Bcl-2 is a proto-oncogene localized in chromosome 18 and aims to protect permanent cells from apoptosis.28 Controversial labeling results with anti-Bcl-2 antibodies have been observed for patients with psoriasis vulgaris.9 Takahashi et al. and Hussein et al.3,9 concurrently reported a significant decrease in Bcl-2 in PE. In contrast, Wrone-Smith et al.30 reported that neither PE nor NE expresses Bcl-2. Although the difference was not statistically considerable, we found increased Bcl-2 expression in PE compared with NE. The staining intensity of Bcl-2 was extremely weak (about 5–10%) in both groups or even nonexistent in some of the samples
Our results suggest that excessive mitogenic stimuli may result psoriatic epidermal hyperplasia that promote an increase in the proliferative cell compartment rather than a loss of antiproliferative control. Bianchi et al.31 reported that Bcl-2 expression was lower in keratinocytes in lichen planus and psoriasis than in healthy controls and related this finding with increased keratinocyte apoptosis. They also stated that while neutrophils and macrophages do not express bcl-2, lymphocytes are capable of expressing Bcl-2.31
Our results suggest that increased lymphocyte survival because of prevention of apoptosis leads to chronic and relapsing character of psoriasis. However, this concept is not specific to psoriasis, and other chronic relapsing inflammatory dermatoses may also present with apoptotic block that results increased lymphocyte survival.5 It has been shown that TNF-α triggers interleukin (IL)-1, IL-6, IL-8 and NF-κB production.1,17,32 The interaction between cytokines and growth factors contributes to the hyperproliferation of keratinocytes, increased neovascularization and inflammation that is frequently observed in psoriasis vulgaris.17,20,32 The activation of NF-κB may play a key role in increased keratinocyte survival and epidermal hyperproliferation in psoriasis.32 In our study, TNF-α and NF-κB reactivities were significantly higher in PE. Increased TNF-α levels in PE pose as another key stimulus in the pathogenesis of disease. However, the effect of TNF-α appears to be multifaceted, as the role of NF-κB.21,32 We believe that in the setting of a chronic inflammatory state such as psoriasis, there is an imbalance between the anti-apoptotic role and the cell cycle inhibitory role of NF-κB whereby the scale is tipped toward protection against cell death in the context of a constitutive cytokine-rich inflammatory milieu. In cells, where NF-κB is induced by TNF-α, apoptosis may not occur. This allows for the increased epidermal thickness and hyperproliferation seen in PE. Further researches will be needed to expand these ideas and to confirm the potential benefit of NF-κB-targeted therapies in the treatment of psoriasis and other inflammatory and autoimmune disorders.19,21,32
Mast cells are important not only in allergic and late-phase reactions but also in inflammation and T-cell-mediated immunity. These cells are depicted as having the key role in pathogenesis of various inflammatory diseases by regulating the permeability of local vessels in response to a variety of endogenous and exogenous triggers.33 Thus, pro-inflammatory substances such as histamine, heparin and TNF-α released from mast cells may contribute significantly to the pathogenesis of psoriasis. In psoriasis, mast cells are most numerous just beneath the epidermis, enabling these cells to communicate with keratinocyte.22,23 We noted that number of mast cells was significantly higher in psoriatic dermis than in normal dermis. This result is consistent with the previous studies.22–24 These results indicate a potential initiator role of mast cells in the pathogenesis of psoriasis.
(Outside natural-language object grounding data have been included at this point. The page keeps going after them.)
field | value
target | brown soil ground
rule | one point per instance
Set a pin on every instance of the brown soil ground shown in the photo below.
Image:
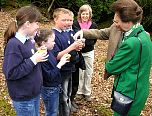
(101, 89)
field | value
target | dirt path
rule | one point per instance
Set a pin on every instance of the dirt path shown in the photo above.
(101, 90)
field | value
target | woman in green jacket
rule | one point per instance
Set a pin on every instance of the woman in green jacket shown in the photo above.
(125, 63)
(125, 52)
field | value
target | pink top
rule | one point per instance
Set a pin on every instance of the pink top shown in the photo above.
(85, 25)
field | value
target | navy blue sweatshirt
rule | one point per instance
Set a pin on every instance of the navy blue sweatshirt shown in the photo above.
(23, 77)
(51, 74)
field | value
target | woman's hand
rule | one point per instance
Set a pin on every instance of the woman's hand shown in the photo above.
(78, 35)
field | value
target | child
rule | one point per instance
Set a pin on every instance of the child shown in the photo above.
(21, 65)
(77, 60)
(64, 45)
(51, 73)
(84, 22)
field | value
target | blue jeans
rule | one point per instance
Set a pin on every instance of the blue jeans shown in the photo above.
(50, 96)
(65, 103)
(27, 108)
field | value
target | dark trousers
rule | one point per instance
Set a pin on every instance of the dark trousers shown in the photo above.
(75, 83)
(65, 95)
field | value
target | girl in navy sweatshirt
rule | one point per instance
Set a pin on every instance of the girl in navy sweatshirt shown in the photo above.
(21, 62)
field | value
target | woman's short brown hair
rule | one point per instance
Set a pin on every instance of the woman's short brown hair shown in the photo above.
(128, 10)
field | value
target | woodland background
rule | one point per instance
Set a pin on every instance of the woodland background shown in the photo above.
(101, 89)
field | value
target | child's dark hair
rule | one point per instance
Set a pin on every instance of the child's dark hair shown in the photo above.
(42, 35)
(26, 13)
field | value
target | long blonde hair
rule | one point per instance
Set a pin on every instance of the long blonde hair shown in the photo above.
(84, 8)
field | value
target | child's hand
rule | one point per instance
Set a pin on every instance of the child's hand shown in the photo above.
(64, 59)
(79, 34)
(42, 49)
(40, 57)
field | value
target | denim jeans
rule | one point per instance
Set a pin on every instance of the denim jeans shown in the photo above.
(50, 96)
(85, 76)
(65, 103)
(27, 108)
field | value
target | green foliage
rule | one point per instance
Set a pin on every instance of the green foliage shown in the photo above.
(101, 8)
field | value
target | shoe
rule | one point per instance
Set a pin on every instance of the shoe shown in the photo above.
(88, 98)
(73, 109)
(74, 105)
Psoriasis is a chronic inflammatory skin disorder that is currently not curable. Many modes of therapy exist, but the disease is often resistant to treatment. The relapses are frequent on cessation of medication. Although the cause of psoriasis is still unknown, complex interactions between altered keratinocyte proliferation and immune dysregulation are accused.4
Therefore, we conclude that psoriatic proliferation is activated by various stimuli that cause cellular damage coupled with apoptosis and, at the same time, initiation of an epidermal proliferation process. However, regulatory mechanism of psoriasis should be further investigated and yet to be defined.